Second one: building footprint extraction involves extracting building footprints from low-resolution satellite imagery. Our proposed model outperformed the most recent approaches it achieved an Average Precision (AP) of 93.074%. Extracting building footprint from aerial photos and satellite imagery is crucial in detecting changes, urban development, and agricultural land encroachments. Deep neural networks with feature extraction capabilities provide high accuracy in detecting and extracting building footprints. However, most approaches for extracting building footprints require high-resolution imagery in the sampling training data and inference phases, which is not always freely or readily available.

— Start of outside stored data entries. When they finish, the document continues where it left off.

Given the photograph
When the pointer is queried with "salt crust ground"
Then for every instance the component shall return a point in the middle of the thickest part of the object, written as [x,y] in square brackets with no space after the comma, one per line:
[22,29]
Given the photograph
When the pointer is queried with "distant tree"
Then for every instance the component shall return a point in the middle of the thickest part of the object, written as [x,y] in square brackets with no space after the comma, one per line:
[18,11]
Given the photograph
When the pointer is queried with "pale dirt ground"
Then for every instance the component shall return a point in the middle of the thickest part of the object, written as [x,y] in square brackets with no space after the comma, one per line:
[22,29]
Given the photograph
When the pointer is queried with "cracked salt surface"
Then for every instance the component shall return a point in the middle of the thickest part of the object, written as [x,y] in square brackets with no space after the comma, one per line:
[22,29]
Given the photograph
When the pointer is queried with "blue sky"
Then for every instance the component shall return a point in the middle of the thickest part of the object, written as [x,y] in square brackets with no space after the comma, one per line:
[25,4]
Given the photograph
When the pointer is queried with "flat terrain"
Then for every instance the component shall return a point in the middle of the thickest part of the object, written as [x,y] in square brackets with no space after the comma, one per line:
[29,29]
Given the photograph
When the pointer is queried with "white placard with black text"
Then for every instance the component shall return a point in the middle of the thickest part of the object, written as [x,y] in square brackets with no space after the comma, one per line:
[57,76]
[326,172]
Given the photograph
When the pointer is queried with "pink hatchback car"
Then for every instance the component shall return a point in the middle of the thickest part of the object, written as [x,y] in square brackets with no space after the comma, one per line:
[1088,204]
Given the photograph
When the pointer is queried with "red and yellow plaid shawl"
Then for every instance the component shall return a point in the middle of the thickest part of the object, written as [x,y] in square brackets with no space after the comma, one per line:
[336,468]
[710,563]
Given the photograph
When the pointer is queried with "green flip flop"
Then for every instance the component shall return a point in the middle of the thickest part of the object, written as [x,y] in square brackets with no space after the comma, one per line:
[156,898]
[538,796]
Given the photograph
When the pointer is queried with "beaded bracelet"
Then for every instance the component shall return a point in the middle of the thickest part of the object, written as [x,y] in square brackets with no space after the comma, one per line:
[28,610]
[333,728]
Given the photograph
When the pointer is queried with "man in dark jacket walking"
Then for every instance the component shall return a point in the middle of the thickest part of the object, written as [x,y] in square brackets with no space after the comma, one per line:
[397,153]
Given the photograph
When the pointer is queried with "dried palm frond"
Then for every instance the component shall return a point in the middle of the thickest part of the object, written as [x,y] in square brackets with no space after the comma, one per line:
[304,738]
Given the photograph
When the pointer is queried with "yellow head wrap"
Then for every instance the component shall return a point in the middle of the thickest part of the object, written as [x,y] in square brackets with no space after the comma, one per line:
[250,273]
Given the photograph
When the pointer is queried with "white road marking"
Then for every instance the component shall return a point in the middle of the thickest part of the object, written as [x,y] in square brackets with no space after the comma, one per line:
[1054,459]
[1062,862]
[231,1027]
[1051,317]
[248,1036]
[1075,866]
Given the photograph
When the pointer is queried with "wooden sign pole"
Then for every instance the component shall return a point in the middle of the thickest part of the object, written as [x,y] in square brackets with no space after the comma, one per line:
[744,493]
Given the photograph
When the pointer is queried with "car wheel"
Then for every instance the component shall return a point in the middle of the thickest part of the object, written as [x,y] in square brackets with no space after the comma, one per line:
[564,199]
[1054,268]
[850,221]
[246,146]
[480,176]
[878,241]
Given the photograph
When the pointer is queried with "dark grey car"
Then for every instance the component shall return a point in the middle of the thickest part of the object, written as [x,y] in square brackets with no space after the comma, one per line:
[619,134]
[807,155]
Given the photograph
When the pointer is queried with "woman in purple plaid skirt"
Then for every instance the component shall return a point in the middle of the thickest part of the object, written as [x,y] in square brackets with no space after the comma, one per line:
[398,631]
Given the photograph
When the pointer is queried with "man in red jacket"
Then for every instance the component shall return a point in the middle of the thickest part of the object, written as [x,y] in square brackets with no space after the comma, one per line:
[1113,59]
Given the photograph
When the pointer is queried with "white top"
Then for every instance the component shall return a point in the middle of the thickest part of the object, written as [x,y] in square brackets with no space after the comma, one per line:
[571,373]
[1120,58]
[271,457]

This Thesis Contains 6 Chapters and an Abstract (English and Arabic):
Chapter 1: The present work discusses the concept of Satellite Imagery Segmentation, along with the various data characteristics that influence it. The challenges faced by Remote Sensing experts in selecting the optimal approach are also highlighted. Artificial intelligence techniques and data clustering are explored as potential solutions to address these challenges. This study summarizes the key contents of subsequent chapters, which will delve deeper into these topics.
Chapter 2: Discusses the remote sensing knowledge about land cover classification
and building footprint detection and extraction.
Chapter 3: We present a preliminary introduction to the data clustering techniques, machine learning approaches, deep learning methods, transfer learning, segmentation, as well as autoencouders that were utilized in our study.
Chapter 4: Entitled “Land Cover Classification using Satellite Imagery Segmentation
based on Data Clustering and Deep learning”.
Chapter 5: Entitled “An artificial system for Building Footprint Extraction from Low-Resolution Satellite Imagery”.
Chapter 7: Entitled “Conclusions and Future Works” This chapter explains the results and contributions that have been reached in this thesis. It also presents some suggestions and future work to develop work in the remote sensing fields.